There is a sanctuary belonging to the goddess Hekate and settlements around this sanctuary in Lagina. Several remaining structures include the entrance gate (propylon), the wall surrounding the sanctuary (peribolos), the covered resting and promenade areas (stoa), the structure where sacrifices and offerings are made to the goddess (altar) and the house of the goddess (temple). In the temple the statue of the goddess can be found as well as small temples called naiskos belonging to other gods, goddesses and emperors, monumental columns, statue bases and houses of priests that once lived in the sanctuary.
Many travelers and researchers have visited Lagina since the 18th century. Among them, Osman Hamdi Bey, one of the first Turkish museologists and a pioneering painter known for his “Kamplumbağa Terbiyecisi” (“The Tortoise Trainer”). He excavated the area between 1891-1892 and took all of the artifacts to the Istanbul Archeology Museum. Lagina is famous for being the site of the first scientific-based archaeological research to have been carried out by a Turkish team.
Sanctuary of Hecate
Lagina is home to the sanctuary of Hekate, the Greek goddess of witchcraft, magic and ghosts, the largest ever built for the goddess. Thanks to this cult sanctuary, Lagina was once the religious center of cities in the region, including Stratonikeia.
The sanctuary is also known as the site of the first scientific archaeological research to have been carried out by an entirely Turkish team.
Regular festivities were held for Hekate every year in Lagina, while grand celebrations were held every four years for the goddess. The festivities were bound by certain rules, and they were regularly held as "Key Carrying" ceremonies. During the key-carrying ceremony, a choir of young girls would sing hymns, leaving Lagina and arriving in Stratonikeia, and would return to the sanctuary to declare their devotion to the city. After this choir entered the sanctuary, religious ceremonies would begin. People who came to the sanctuary would sit on the steps and watching the ceremony.

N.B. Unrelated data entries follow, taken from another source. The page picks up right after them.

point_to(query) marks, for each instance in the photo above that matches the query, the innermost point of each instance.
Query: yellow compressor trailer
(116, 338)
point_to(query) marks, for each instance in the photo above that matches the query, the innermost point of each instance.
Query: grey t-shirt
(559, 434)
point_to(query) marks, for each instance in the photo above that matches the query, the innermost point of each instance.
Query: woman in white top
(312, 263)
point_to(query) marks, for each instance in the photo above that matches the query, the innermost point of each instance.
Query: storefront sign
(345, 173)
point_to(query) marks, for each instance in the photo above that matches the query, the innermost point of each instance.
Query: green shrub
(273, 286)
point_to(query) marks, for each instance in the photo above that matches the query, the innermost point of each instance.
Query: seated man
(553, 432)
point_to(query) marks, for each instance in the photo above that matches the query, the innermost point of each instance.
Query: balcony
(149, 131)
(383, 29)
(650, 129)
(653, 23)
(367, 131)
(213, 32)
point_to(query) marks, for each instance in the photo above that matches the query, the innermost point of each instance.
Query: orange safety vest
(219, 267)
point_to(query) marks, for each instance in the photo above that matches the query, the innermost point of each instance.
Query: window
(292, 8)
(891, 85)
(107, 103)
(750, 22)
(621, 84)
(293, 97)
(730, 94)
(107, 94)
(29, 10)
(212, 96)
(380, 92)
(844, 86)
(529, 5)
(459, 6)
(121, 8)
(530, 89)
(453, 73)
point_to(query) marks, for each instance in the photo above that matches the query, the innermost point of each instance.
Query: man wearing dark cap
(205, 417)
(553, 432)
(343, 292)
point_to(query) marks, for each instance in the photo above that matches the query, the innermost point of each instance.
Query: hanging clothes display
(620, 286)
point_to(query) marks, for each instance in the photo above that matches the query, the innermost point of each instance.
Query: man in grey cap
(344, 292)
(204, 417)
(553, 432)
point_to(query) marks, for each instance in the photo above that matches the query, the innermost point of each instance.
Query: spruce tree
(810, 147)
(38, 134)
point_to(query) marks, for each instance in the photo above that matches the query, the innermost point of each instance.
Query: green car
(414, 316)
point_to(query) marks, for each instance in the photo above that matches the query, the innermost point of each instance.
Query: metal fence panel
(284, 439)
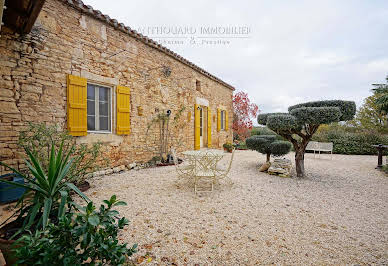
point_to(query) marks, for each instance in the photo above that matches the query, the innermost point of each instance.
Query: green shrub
(280, 148)
(268, 144)
(352, 143)
(346, 108)
(47, 191)
(38, 138)
(87, 237)
(228, 146)
(262, 131)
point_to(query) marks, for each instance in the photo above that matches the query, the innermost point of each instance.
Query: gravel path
(338, 214)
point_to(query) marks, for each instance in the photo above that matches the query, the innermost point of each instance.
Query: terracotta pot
(84, 186)
(6, 249)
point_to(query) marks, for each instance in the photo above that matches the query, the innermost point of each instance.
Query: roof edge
(79, 5)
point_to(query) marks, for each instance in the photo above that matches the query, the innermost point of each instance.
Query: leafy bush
(38, 138)
(282, 122)
(43, 190)
(268, 144)
(262, 131)
(347, 108)
(280, 148)
(228, 146)
(260, 143)
(351, 143)
(316, 115)
(88, 237)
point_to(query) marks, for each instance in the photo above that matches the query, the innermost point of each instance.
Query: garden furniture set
(202, 164)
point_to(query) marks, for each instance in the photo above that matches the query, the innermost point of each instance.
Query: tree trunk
(299, 163)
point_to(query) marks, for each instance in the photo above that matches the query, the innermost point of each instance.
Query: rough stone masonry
(71, 38)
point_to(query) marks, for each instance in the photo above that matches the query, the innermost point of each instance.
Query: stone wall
(63, 41)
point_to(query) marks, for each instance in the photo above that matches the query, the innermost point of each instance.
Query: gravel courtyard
(338, 214)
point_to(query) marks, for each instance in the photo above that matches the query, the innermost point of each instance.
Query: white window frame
(223, 120)
(111, 108)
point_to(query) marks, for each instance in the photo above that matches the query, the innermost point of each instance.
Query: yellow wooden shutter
(123, 110)
(218, 119)
(209, 128)
(197, 143)
(226, 121)
(76, 106)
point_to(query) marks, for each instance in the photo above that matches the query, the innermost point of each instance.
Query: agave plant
(47, 192)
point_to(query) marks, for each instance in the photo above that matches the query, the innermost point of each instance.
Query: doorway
(201, 127)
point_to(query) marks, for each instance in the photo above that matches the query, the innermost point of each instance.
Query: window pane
(104, 123)
(222, 119)
(91, 123)
(104, 94)
(104, 108)
(91, 107)
(91, 92)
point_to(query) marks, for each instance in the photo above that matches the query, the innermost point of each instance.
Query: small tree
(269, 145)
(299, 125)
(244, 111)
(382, 95)
(369, 116)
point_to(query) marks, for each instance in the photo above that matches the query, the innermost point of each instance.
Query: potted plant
(228, 147)
(10, 193)
(46, 194)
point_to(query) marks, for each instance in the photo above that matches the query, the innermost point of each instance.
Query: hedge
(347, 108)
(352, 143)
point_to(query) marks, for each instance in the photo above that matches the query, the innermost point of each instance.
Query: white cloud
(297, 50)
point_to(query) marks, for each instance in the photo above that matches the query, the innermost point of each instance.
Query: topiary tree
(302, 121)
(268, 144)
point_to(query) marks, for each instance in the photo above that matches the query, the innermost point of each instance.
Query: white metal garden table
(204, 164)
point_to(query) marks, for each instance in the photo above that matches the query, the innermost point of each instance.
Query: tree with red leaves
(244, 111)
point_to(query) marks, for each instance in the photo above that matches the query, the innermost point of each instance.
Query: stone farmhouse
(64, 63)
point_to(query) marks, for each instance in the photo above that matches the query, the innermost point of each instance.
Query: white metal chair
(185, 171)
(205, 170)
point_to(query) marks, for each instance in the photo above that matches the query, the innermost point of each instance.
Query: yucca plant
(47, 192)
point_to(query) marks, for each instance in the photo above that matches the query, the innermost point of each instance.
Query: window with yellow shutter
(99, 108)
(223, 118)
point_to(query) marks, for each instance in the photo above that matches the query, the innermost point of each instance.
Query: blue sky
(295, 51)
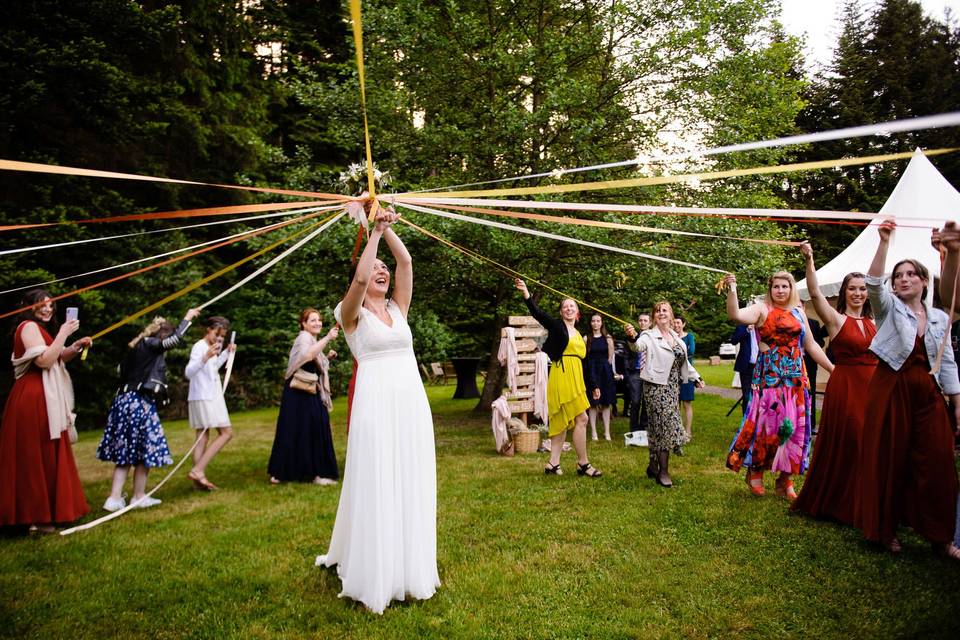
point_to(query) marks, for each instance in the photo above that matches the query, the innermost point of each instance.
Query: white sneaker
(114, 505)
(146, 502)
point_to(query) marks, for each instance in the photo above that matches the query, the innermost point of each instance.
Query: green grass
(520, 554)
(720, 375)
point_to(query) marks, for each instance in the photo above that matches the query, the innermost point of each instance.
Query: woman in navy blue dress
(303, 445)
(600, 362)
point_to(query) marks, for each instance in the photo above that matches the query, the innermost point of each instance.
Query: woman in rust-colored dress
(907, 474)
(39, 483)
(828, 490)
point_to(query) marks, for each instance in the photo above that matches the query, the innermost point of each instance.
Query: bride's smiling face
(379, 279)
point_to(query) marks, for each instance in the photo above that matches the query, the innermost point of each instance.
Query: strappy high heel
(588, 470)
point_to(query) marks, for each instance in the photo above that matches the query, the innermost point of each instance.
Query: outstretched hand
(385, 219)
(885, 229)
(948, 237)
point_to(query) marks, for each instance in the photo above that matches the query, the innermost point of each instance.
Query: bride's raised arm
(353, 300)
(403, 277)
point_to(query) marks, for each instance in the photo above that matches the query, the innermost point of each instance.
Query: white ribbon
(175, 251)
(554, 236)
(940, 121)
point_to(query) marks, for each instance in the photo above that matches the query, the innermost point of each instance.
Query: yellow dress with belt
(566, 390)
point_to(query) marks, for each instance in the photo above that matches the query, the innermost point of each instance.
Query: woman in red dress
(906, 469)
(39, 484)
(829, 487)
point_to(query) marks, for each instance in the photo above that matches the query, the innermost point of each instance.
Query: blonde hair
(794, 300)
(668, 305)
(151, 329)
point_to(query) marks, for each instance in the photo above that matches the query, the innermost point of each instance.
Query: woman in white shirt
(208, 409)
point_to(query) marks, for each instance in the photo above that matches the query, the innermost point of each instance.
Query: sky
(818, 21)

The fact that it is the only large temple known to have been built in the name of Hekate built in the style of Corinthian order architecture, which was the most expensive style of the ancient period, demonstrates the importance of the temple. The financial support of Emperor Augustus for his sanctuary detailed in the inscription on the propylon reveals that the Lagina Hecate Sanctuary had great importance and power in the region.